El Gobierno deportó ayer a la periodista inglesa Sally Burch, quien llegó a la Argentina para participar en las reuniones de la OMC. Se trata de otro de los casos de censura contra comunicadores internacionales, tras la deportación de Petter Titland, que vinieron al país para cubrir el evento de Naciones Unidas. El caso de Sally Burch se transformó ayer en tendencia mundial en las redes sociales como Twitter y es un nuevo ejemplo de un problema que el Gobierno arrastra hace más de una semana y no logra resolver. Para retenerla en el aeropuerto fue acusada de falsa turista. La defensora pública del juzgado federal con jurisdicción en Ezeiza presentó un Habeas Corpus para que la justicia revise la decisión de migraciones de deportar a la periodista.
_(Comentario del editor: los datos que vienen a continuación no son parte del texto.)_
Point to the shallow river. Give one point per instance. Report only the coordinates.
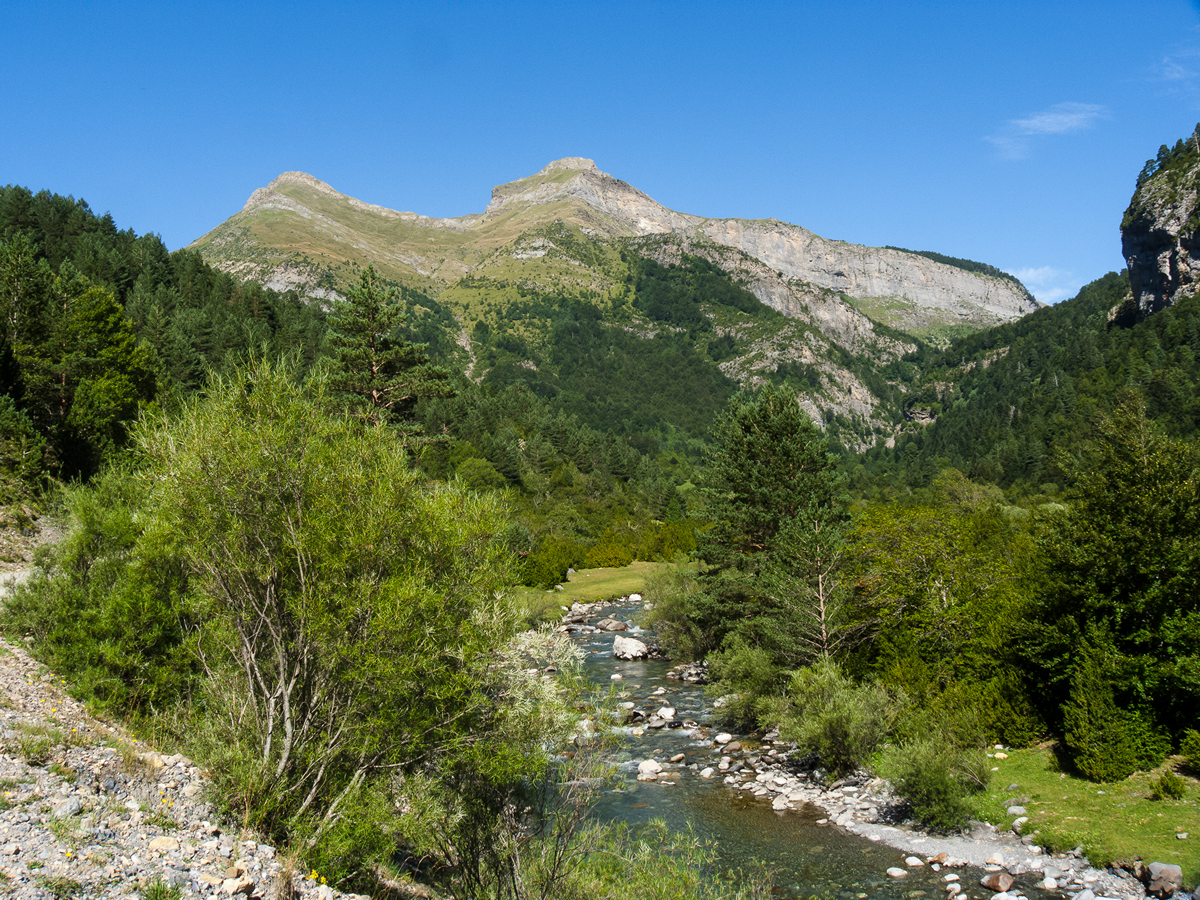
(805, 857)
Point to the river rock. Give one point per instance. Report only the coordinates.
(67, 808)
(997, 881)
(1163, 879)
(648, 769)
(629, 648)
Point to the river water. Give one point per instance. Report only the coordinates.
(807, 858)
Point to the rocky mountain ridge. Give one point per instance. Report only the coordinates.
(573, 233)
(903, 289)
(1161, 231)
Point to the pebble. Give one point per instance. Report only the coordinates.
(124, 825)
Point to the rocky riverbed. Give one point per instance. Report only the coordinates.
(88, 811)
(771, 771)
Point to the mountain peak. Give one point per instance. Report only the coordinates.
(579, 181)
(573, 163)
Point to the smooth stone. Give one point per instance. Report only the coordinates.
(67, 808)
(629, 648)
(997, 881)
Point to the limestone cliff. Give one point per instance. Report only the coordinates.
(298, 226)
(1161, 231)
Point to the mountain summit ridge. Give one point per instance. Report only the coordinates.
(298, 229)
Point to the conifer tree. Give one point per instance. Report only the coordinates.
(384, 373)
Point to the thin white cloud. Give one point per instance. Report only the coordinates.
(1061, 119)
(1173, 71)
(1014, 138)
(1047, 283)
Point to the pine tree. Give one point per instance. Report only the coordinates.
(384, 373)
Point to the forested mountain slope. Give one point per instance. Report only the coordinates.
(1011, 403)
(551, 287)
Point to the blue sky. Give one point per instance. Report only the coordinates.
(1011, 133)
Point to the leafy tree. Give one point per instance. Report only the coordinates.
(1122, 561)
(355, 631)
(940, 587)
(384, 373)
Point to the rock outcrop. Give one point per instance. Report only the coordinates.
(87, 810)
(1161, 232)
(255, 244)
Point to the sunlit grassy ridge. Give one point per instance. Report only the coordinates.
(1113, 822)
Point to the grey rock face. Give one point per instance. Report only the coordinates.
(1163, 879)
(1161, 240)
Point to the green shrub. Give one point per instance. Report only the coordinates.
(1107, 743)
(111, 607)
(1191, 748)
(935, 778)
(613, 550)
(744, 677)
(547, 564)
(1167, 786)
(826, 713)
(670, 600)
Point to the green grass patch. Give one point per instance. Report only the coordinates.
(1113, 822)
(588, 586)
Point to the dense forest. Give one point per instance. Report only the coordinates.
(1011, 406)
(1018, 564)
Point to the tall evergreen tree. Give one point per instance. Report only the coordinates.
(384, 375)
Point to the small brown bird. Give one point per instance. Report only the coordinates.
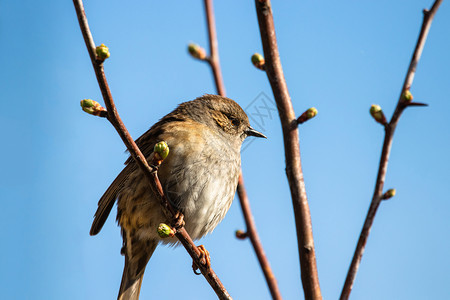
(199, 178)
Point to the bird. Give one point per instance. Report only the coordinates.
(199, 178)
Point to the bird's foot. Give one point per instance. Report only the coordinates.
(178, 220)
(205, 259)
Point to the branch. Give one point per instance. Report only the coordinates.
(403, 102)
(137, 155)
(251, 232)
(274, 71)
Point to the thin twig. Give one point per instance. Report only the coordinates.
(213, 58)
(251, 232)
(274, 71)
(389, 134)
(137, 155)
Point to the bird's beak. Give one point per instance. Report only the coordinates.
(252, 132)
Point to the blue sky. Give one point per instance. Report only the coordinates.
(339, 56)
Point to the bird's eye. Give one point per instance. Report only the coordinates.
(235, 122)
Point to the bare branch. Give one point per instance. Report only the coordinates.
(389, 134)
(137, 155)
(310, 278)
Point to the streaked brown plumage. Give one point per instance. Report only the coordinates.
(199, 178)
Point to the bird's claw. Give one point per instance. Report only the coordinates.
(178, 220)
(205, 259)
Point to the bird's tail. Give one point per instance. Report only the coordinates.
(137, 253)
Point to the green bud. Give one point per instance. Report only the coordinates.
(162, 150)
(102, 52)
(258, 61)
(307, 115)
(311, 113)
(407, 96)
(92, 107)
(165, 231)
(196, 51)
(377, 114)
(389, 194)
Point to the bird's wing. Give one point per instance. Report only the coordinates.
(137, 253)
(106, 202)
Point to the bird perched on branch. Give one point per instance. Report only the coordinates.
(199, 178)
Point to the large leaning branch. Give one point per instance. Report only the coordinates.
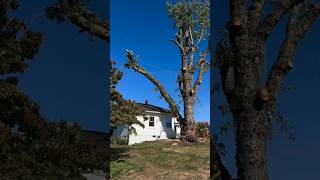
(132, 63)
(295, 32)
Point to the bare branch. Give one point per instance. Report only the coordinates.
(204, 67)
(295, 33)
(86, 20)
(271, 21)
(201, 60)
(237, 12)
(132, 63)
(255, 14)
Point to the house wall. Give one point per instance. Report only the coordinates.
(159, 131)
(120, 132)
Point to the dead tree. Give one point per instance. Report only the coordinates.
(192, 21)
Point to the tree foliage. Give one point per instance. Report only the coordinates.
(31, 147)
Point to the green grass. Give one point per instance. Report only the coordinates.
(158, 160)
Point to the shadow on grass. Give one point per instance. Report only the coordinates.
(119, 153)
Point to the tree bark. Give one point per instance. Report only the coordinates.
(251, 141)
(251, 96)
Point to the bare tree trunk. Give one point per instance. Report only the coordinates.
(251, 141)
(189, 129)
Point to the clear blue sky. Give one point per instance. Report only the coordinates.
(144, 27)
(68, 76)
(287, 160)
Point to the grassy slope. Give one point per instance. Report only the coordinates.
(160, 160)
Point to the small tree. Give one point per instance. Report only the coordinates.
(191, 19)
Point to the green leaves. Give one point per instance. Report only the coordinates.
(191, 15)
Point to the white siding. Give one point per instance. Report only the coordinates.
(158, 131)
(151, 133)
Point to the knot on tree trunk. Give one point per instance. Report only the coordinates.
(262, 98)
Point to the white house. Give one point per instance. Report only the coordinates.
(158, 124)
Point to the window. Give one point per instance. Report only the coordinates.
(151, 121)
(168, 123)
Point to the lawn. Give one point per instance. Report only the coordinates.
(160, 160)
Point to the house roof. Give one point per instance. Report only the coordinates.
(145, 106)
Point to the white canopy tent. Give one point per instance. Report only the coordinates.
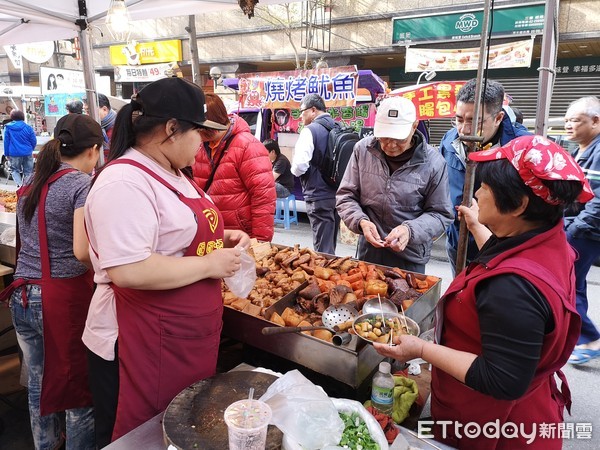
(24, 21)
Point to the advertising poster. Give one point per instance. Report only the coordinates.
(502, 56)
(338, 87)
(146, 73)
(433, 100)
(56, 104)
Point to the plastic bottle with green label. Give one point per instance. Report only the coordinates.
(382, 391)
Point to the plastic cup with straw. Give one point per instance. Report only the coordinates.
(247, 423)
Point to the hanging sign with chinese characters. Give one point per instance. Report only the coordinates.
(357, 117)
(502, 56)
(433, 100)
(146, 73)
(337, 86)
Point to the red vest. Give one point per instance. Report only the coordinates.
(547, 262)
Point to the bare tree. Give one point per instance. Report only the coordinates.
(288, 18)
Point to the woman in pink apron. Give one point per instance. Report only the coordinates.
(52, 290)
(508, 323)
(159, 251)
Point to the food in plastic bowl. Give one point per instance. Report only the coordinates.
(382, 327)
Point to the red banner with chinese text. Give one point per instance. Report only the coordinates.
(432, 100)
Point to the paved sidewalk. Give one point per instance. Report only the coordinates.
(582, 379)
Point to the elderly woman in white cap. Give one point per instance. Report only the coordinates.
(395, 191)
(507, 324)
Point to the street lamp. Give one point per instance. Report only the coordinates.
(429, 75)
(117, 20)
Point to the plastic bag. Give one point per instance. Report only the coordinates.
(241, 283)
(304, 412)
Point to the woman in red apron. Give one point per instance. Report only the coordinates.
(52, 290)
(159, 252)
(508, 323)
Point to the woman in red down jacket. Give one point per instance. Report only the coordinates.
(242, 187)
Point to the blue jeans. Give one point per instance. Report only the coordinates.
(45, 429)
(20, 168)
(588, 251)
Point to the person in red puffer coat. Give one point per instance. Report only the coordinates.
(242, 186)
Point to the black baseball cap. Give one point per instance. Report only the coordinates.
(175, 98)
(79, 131)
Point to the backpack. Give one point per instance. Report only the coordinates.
(340, 146)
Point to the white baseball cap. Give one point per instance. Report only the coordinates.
(395, 118)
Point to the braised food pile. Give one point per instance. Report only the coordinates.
(330, 281)
(8, 199)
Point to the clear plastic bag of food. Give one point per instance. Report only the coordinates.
(241, 283)
(299, 406)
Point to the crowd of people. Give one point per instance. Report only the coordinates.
(123, 286)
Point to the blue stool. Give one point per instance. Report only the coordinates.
(284, 214)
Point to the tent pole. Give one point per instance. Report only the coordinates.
(85, 39)
(475, 140)
(547, 67)
(191, 29)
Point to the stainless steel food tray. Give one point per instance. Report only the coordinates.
(351, 364)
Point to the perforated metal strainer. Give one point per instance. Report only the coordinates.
(337, 315)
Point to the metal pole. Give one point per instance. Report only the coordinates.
(88, 66)
(23, 100)
(191, 29)
(475, 140)
(547, 67)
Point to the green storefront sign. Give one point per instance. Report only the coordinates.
(512, 21)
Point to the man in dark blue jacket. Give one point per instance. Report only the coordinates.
(582, 123)
(496, 129)
(308, 154)
(19, 143)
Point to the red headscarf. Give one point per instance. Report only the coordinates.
(537, 158)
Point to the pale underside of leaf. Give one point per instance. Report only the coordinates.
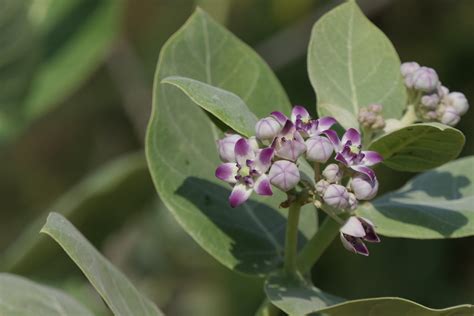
(182, 153)
(118, 292)
(298, 298)
(419, 147)
(435, 204)
(352, 64)
(22, 297)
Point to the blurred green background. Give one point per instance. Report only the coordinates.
(75, 93)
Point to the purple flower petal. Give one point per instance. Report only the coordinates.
(365, 170)
(227, 172)
(288, 129)
(352, 135)
(280, 117)
(353, 227)
(354, 244)
(319, 149)
(300, 111)
(291, 150)
(332, 135)
(340, 157)
(243, 151)
(325, 123)
(262, 186)
(264, 159)
(239, 195)
(370, 234)
(371, 158)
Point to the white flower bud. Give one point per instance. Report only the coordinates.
(332, 173)
(226, 147)
(284, 175)
(267, 128)
(336, 196)
(450, 116)
(442, 90)
(425, 79)
(376, 108)
(321, 187)
(319, 149)
(254, 144)
(353, 203)
(430, 101)
(409, 68)
(458, 101)
(363, 187)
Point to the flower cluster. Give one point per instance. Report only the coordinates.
(432, 100)
(270, 158)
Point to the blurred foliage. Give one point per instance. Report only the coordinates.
(88, 126)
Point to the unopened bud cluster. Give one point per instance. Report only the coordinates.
(432, 100)
(270, 158)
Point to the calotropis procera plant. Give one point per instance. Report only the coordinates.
(235, 163)
(270, 158)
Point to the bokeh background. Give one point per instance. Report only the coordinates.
(63, 151)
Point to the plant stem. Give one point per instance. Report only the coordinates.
(317, 171)
(316, 246)
(291, 242)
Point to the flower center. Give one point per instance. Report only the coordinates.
(354, 149)
(244, 171)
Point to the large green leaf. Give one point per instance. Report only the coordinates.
(22, 297)
(182, 153)
(419, 147)
(106, 196)
(225, 105)
(18, 60)
(118, 293)
(435, 204)
(352, 64)
(297, 298)
(76, 36)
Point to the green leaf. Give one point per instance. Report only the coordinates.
(435, 204)
(18, 60)
(22, 297)
(118, 293)
(298, 298)
(226, 106)
(182, 153)
(76, 35)
(419, 147)
(352, 64)
(118, 188)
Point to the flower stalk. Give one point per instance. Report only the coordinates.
(291, 240)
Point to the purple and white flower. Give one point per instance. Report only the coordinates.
(289, 144)
(336, 196)
(363, 187)
(284, 175)
(332, 173)
(246, 172)
(355, 231)
(423, 79)
(268, 128)
(226, 147)
(458, 101)
(348, 152)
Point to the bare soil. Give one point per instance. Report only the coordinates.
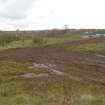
(83, 66)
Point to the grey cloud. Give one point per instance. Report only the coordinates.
(15, 9)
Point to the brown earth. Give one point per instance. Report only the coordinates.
(81, 66)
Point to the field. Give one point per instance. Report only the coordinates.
(65, 70)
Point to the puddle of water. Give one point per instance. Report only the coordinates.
(56, 72)
(42, 65)
(87, 97)
(100, 55)
(32, 75)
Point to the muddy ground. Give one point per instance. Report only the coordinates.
(80, 66)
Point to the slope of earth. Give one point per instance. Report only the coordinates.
(82, 65)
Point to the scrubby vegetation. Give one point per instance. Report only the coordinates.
(80, 79)
(57, 90)
(6, 38)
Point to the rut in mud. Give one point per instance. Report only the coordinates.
(82, 66)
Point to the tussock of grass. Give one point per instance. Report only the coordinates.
(52, 90)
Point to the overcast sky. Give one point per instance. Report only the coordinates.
(48, 14)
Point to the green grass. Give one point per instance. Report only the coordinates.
(50, 90)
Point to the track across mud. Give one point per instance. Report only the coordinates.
(86, 66)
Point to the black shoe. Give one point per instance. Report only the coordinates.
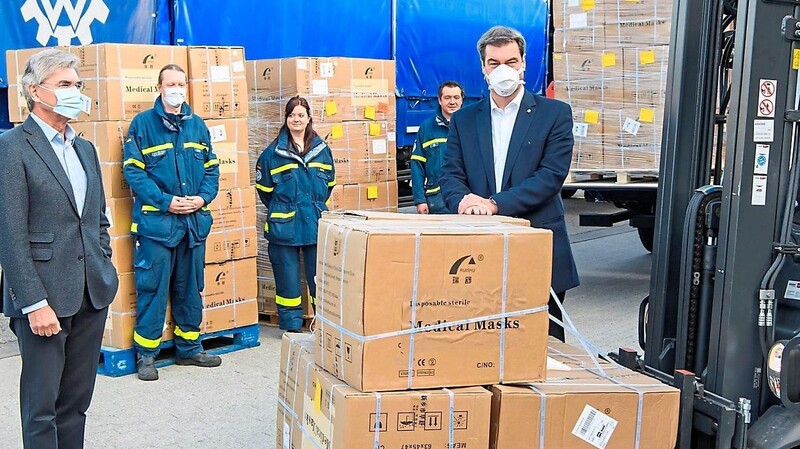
(200, 359)
(146, 369)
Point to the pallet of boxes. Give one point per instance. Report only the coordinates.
(610, 62)
(121, 80)
(417, 316)
(353, 109)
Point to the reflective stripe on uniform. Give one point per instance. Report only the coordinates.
(282, 168)
(286, 302)
(282, 214)
(165, 146)
(196, 145)
(132, 161)
(264, 188)
(320, 165)
(146, 342)
(187, 335)
(434, 141)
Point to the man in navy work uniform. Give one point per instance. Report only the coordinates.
(510, 153)
(55, 253)
(426, 157)
(174, 174)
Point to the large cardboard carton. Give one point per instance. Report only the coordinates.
(217, 82)
(430, 274)
(229, 140)
(578, 408)
(336, 416)
(381, 196)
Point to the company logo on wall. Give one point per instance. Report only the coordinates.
(47, 14)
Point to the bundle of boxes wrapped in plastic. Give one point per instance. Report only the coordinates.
(121, 80)
(416, 316)
(353, 109)
(610, 64)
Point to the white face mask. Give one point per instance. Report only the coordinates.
(174, 96)
(504, 80)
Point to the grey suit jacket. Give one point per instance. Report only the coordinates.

Pero el pedido no fue efectivo y a las 19:30 horas subieron a Sally Burch a un avión rumbo a Ecuador. La verdaderra razón de su deportación: haber intentado entrar al país pese a figuarar en la lista de más de 60 activistas a los que la Cancillería había anticipado que se les denegaría el ingreso al país, pese a haber sido acreditados previamente por la Organización Mundial del Comercio.